Peter Buneman Peter Buneman is a British computer scientist noted for foundational contributions to database theory, data provenance, and the study of semistructured data. He held long-term appointments at the University of Edinburgh and collaborated with researchers at institutions such as Microsoft Research, Massachusetts Institute of Technology, and the University of Oxford. His work influenced systems and languages used in projects at organizations including Oracle Corporation, IBM Research, and the World Wide Web Consortium.

Early life and education

Born in 1947, Buneman completed his undergraduate studies at the University of Cambridge where he studied Trinity College and the Computer Laboratory. He earned a doctorate under advisors associated with topics in typed lambda calculus and programming language semantics influenced by figures at Princeton University and University of California, Berkeley. His early academic formation intersected with contemporaries from institutions such as Imperial College London, University of Manchester, and the Max Planck Institute for Informatics.
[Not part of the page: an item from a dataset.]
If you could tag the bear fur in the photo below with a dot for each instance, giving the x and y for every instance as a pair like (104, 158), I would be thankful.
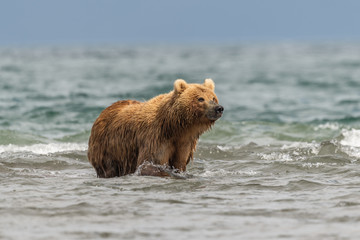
(162, 131)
Academic career and positions

Buneman joined the faculty of the University of Edinburgh where he was a professor in the School of Informatics. He served on committees and editorial boards connected to journals and conferences such as ACM SIGMOD, VLDB, PODS, and IEEE Transactions on Knowledge and Data Engineering. He spent sabbaticals and visiting positions at Microsoft Research, the Massachusetts Institute of Technology, and collaborative stints with researchers at ETH Zurich, Université Paris-Sud, and Tokyo Institute of Technology. He supervised doctoral students who later held positions at Stanford University, University of California, Berkeley, and University of Pennsylvania.

Research contributions

Buneman produced seminal work on the theory and practice of relational database foundations connected to the Codd model and extensions influencing SQL semantics discussed at ISO/IEC JTC 1/SC 32 meetings. He introduced influential formalisms for data provenance that connected provenance models to provenance in projects at NASA data systems and the European Bioinformatics Institute. His research on semistructured data prefigured standards adopted by the World Wide Web Consortium for XML and shaped query languages related to XPath and XQuery. Buneman also contributed to the study of query optimization and schema mappings used in systems from Oracle Corporation and IBM Research, and he explored connections between database theory and programming language concepts such as type theory and monads presented at venues including CONCUR and LICS. His interdisciplinary collaborations spanned teams at Wellcome Trust Sanger Institute, European Molecular Biology Laboratory, and the Allen Institute for Artificial Intelligence where provenance and data integration were crucial.

Awards and honors

Buneman received recognition from learned societies and organizations including election to the Royal Society of Edinburgh and honours from the Association for Computing Machinery and the British Computer Society. He was invited to deliver plenary talks at conferences such as PODS, VLDB, and ICDE, and he received lifetime and service awards from professional bodies including ACM SIGMOD and the European Association for Theoretical Computer Science. His contributions were cited in award notices at institutions including Microsoft Research and commemorated in festschrifts hosted by the University of Edinburgh and the University of Oxford.

Selected publications

- "Foundations of Data Provenance" — influential papers presented at PODS and VLDB addressing provenance models and annotations with applications to bioinformatics and geospatial data. - "Semistructured Data and the Web" — work linking semistructured models to XML and query languages like XQuery, with follow-on citations in World Wide Web Conference proceedings. - Contributions to textbooks and handbooks coauthored with researchers from Stanford University, MIT Press, and the Cambridge University Press on topics bridging database theory and programming languages. - Articles in journals including Journal of the ACM, Communications of the ACM, and IEEE Transactions on Knowledge and Data Engineering on schema mappings, query languages, and provenance.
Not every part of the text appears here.